November 19, 2013

Fireside Science: The Inefficiency (and Information Content) of Scientific Discovery

This content has been cross-posted to Fireside Science.

In this post, I will discuss somewhat of a trendy topic that needs further critical discussion. It combines a crisis in replicating experiments with the recognition that science is not an perfect or errorless pursuit. We start with a rather provocative article in the Economist called "Trouble at the Lab" [1]. The main idea: the practice of science needs serious reform in its practice, from standardization of experimental replicability to greater statistical rigor. 

While there are indeed perpetual challenges posed by the successful replication of experiments and finding the right statistical analysis for a given experimental design, most of the points in this article should be taken with a grain of salt. In fact, the conclusions seem to suggest that science should be run more like a business (GOAL: most efficient allocation of resources). This article suffers from many of the same issues as the Science article featured in my last Fireside Science post. Far from being an efficient process, the process of making scientific discoveries and discovering the secrets of nature require a very different set of ideals [2]. But don't just rely on my opinions. Here is a sampling of letters to the editor which followed:

The first is from Stuart Firestein, the author of "Ignorance: how it drives science", which is discussed in [2]. He argues that applying a statistician's theoretical standards to all forms of data is not realistic. While the portion of the original article [1] discussing problems with statistical analysis in most scientific papers is the strongest point made, it also rests on some controversial assumptions. 

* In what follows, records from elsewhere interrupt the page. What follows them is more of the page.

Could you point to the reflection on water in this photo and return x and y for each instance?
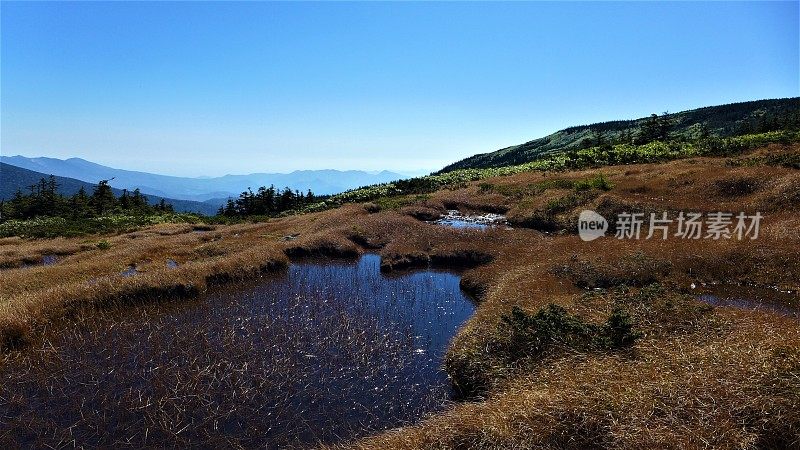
(755, 298)
(325, 352)
(454, 218)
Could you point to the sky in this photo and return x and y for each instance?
(207, 89)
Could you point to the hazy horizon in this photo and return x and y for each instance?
(208, 89)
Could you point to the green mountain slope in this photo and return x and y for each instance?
(721, 121)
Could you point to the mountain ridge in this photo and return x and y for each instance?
(719, 120)
(327, 181)
(13, 178)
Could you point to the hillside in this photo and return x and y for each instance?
(721, 121)
(14, 178)
(201, 189)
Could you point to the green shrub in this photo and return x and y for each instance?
(527, 335)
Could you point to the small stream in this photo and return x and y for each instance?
(454, 218)
(753, 298)
(328, 351)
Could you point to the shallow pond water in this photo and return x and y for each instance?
(453, 218)
(754, 298)
(328, 351)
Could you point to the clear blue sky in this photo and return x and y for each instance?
(215, 88)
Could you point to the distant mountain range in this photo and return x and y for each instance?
(14, 178)
(721, 121)
(214, 189)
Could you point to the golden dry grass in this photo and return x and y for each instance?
(699, 378)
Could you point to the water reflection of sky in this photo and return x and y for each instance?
(324, 352)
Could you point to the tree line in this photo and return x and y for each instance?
(267, 201)
(44, 200)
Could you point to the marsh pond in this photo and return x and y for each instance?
(326, 351)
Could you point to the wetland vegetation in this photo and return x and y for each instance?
(204, 330)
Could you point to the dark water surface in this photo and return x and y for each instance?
(328, 351)
(753, 298)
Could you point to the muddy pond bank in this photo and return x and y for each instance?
(328, 351)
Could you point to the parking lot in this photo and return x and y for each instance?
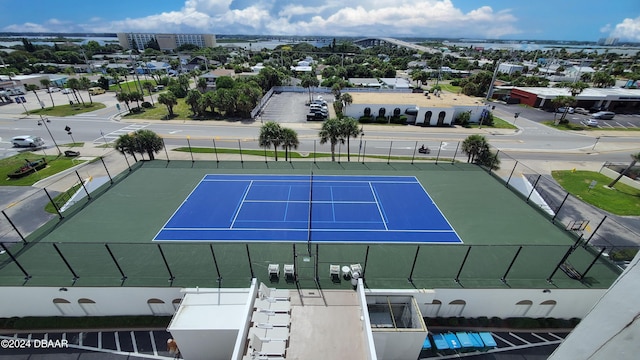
(292, 107)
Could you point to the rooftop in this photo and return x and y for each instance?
(417, 99)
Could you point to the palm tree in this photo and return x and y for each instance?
(289, 141)
(331, 132)
(473, 146)
(125, 98)
(74, 85)
(85, 84)
(126, 144)
(634, 158)
(270, 135)
(193, 100)
(147, 85)
(46, 83)
(350, 129)
(149, 142)
(169, 100)
(32, 87)
(346, 99)
(202, 84)
(308, 82)
(563, 101)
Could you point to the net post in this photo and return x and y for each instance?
(166, 264)
(15, 228)
(26, 274)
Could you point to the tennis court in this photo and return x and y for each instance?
(301, 208)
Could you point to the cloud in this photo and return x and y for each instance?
(420, 18)
(628, 29)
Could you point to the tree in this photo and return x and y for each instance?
(577, 87)
(148, 141)
(32, 87)
(308, 82)
(634, 158)
(74, 85)
(193, 100)
(125, 144)
(289, 141)
(331, 132)
(125, 98)
(350, 129)
(270, 135)
(601, 79)
(473, 145)
(346, 99)
(565, 102)
(85, 84)
(169, 100)
(148, 85)
(46, 83)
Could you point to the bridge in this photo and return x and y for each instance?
(382, 41)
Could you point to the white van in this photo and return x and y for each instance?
(27, 141)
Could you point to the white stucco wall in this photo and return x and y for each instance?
(501, 303)
(39, 301)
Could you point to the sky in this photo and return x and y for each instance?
(581, 20)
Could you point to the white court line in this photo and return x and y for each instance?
(246, 192)
(378, 205)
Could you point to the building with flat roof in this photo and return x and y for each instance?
(166, 42)
(424, 109)
(618, 100)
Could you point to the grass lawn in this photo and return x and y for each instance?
(450, 88)
(130, 86)
(497, 124)
(621, 200)
(55, 165)
(68, 110)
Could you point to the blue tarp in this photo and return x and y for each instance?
(427, 344)
(487, 339)
(440, 341)
(465, 340)
(476, 340)
(452, 341)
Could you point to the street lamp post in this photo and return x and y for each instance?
(44, 121)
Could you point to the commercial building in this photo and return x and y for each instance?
(166, 42)
(617, 100)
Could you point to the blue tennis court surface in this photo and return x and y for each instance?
(296, 208)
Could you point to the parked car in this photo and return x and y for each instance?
(562, 110)
(316, 116)
(590, 122)
(96, 90)
(27, 141)
(603, 115)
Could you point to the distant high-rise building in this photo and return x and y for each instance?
(608, 41)
(165, 41)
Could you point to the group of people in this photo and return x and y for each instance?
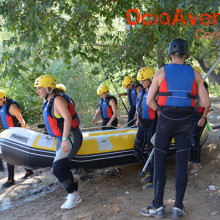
(172, 103)
(62, 122)
(164, 103)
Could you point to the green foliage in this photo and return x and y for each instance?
(84, 43)
(214, 89)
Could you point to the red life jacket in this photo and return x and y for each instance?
(178, 90)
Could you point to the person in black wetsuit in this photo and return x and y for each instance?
(133, 90)
(107, 109)
(178, 85)
(197, 128)
(145, 123)
(11, 117)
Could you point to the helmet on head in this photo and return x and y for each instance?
(178, 45)
(145, 73)
(102, 89)
(45, 81)
(61, 86)
(2, 94)
(197, 69)
(126, 81)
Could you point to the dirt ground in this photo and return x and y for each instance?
(116, 193)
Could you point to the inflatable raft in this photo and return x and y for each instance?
(24, 147)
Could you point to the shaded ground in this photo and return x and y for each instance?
(115, 193)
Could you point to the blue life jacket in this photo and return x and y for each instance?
(105, 109)
(55, 125)
(7, 119)
(132, 95)
(142, 109)
(178, 89)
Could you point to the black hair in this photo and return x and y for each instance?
(57, 91)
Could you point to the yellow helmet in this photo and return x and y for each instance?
(61, 86)
(2, 94)
(102, 89)
(45, 81)
(145, 73)
(126, 81)
(197, 69)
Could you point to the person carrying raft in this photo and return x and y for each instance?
(146, 124)
(107, 109)
(11, 117)
(133, 90)
(62, 123)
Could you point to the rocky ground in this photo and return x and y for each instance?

The first involves a debate as to whether or not the Null Hypothesis Significance Test (NHST) is the best way to uncover significant relationships between variables. NHST is the use of t-tests and ANOVAs to determine significant differences between experimental conditions (e.g. treatment vs. no treatment). As an alternative, naive and other Bayesian methods have been proposed [3]. However, this still makes a number of assumptions about the scientific enterprise and process of experimentation to which we will return.

The second letter is refers to one's philosophy of science orientation. This gets a bit at the issue of scientific practice, and how the process of doing science may be misunderstood by a general audience. Interestingly, the notion of "trust, but verify" does not come from science at all, but from diplomacy/politics. Why this is assumed to also be the standard of science is odd.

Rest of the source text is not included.